From: Greg Kroah-Hartman <gregkh@linuxfoundation.org>
To: linux-kernel@vger.kernel.org
Cc: Greg Kroah-Hartman <gregkh@linuxfoundation.org>,
stable@vger.kernel.org,
YASUAKI ISHIMATSU <yasu.isimatu@gmail.com>,
Thomas Gleixner <tglx@linutronix.de>,
axboe@kernel.dk, linux-scsi@vger.kernel.org,
Sumit Saxena <sumit.saxena@broadcom.com>,
Marc Zyngier <marc.zyngier@arm.com>,
mpe@ellerman.id.au,
Shivasharan Srikanteshwara
<shivasharan.srikanteshwara@broadcom.com>,
Kashyap Desai <kashyap.desai@broadcom.com>,
keith.busch@intel.com, peterz@infradead.org,
Hannes Reinecke <hare@suse.de>, Christoph Hellwig <hch@lst.de>
Subject: [PATCH 4.13 41/53] genirq/cpuhotplug: Enforce affinity setting on startup of managed irqs
Date: Mon, 16 Oct 2017 18:16:38 +0200 [thread overview]
Message-ID: <20171016161443.962836398@linuxfoundation.org> (raw)
In-Reply-To: <20171016161442.263947886@linuxfoundation.org>
4.13-stable review patch. If anyone has any objections, please let me know.
------------------
From: Thomas Gleixner <tglx@linutronix.de>
commit e43b3b58548051f8809391eb7bec7a27ed3003ea upstream.

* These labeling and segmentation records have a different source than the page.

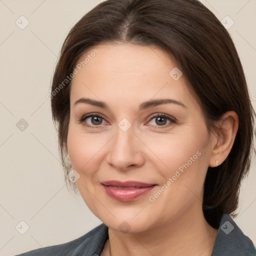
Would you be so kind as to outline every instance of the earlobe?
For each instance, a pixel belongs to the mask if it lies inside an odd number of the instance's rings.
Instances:
[[[218,143],[212,145],[209,160],[210,167],[222,163],[228,156],[236,138],[238,127],[238,116],[234,111],[226,112],[220,118],[216,135]],[[216,143],[216,140],[213,143]]]

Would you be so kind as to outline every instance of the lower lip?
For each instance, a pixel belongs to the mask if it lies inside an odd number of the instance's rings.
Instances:
[[[106,193],[112,198],[118,201],[132,201],[148,193],[156,186],[144,186],[136,188],[124,188],[120,189],[115,186],[106,186],[102,184]]]

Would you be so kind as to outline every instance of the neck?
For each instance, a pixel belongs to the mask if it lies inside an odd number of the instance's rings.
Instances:
[[[140,233],[108,228],[109,240],[102,255],[210,256],[218,230],[208,224],[202,211],[194,212]]]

Managed interrupts can end up in a stale state on CPU hotplug. If the
interrupt is not targeting a single CPU, i.e. the affinity mask spawns
multiple CPUs then the following can happen:
After boot:
dstate: 0x01601200
IRQD_ACTIVATED
IRQD_IRQ_STARTED
IRQD_SINGLE_TARGET
IRQD_AFFINITY_SET
IRQD_AFFINITY_MANAGED
node: 0
affinity: 24-31
effectiv: 24
pending: 0
After offlining CPU 31 - 24
dstate: 0x01a31000
IRQD_IRQ_DISABLED
IRQD_IRQ_MASKED
IRQD_SINGLE_TARGET
IRQD_AFFINITY_SET
IRQD_AFFINITY_MANAGED
IRQD_MANAGED_SHUTDOWN
node: 0
affinity: 24-31
effectiv: 24
pending: 0
Now CPU 25 gets onlined again, so it should get the effective interrupt
affinity for this interruopt, but due to the x86 interrupt affinity setter
restrictions this ends up after restarting the interrupt with:
dstate: 0x01601300
IRQD_ACTIVATED
IRQD_IRQ_STARTED
IRQD_SINGLE_TARGET
IRQD_AFFINITY_SET
IRQD_SETAFFINITY_PENDING
IRQD_AFFINITY_MANAGED
node: 0
affinity: 24-31
effectiv: 24
pending: 24-31
So the interrupt is still affine to CPU 24, which was the last CPU to go
offline of that affinity set and the move to an online CPU within 24-31,
in this case 25, is pending. This mechanism is x86/ia64 specific as those
architectures cannot move interrupts from thread context and do this when
an interrupt is actually handled. So the move is set to pending.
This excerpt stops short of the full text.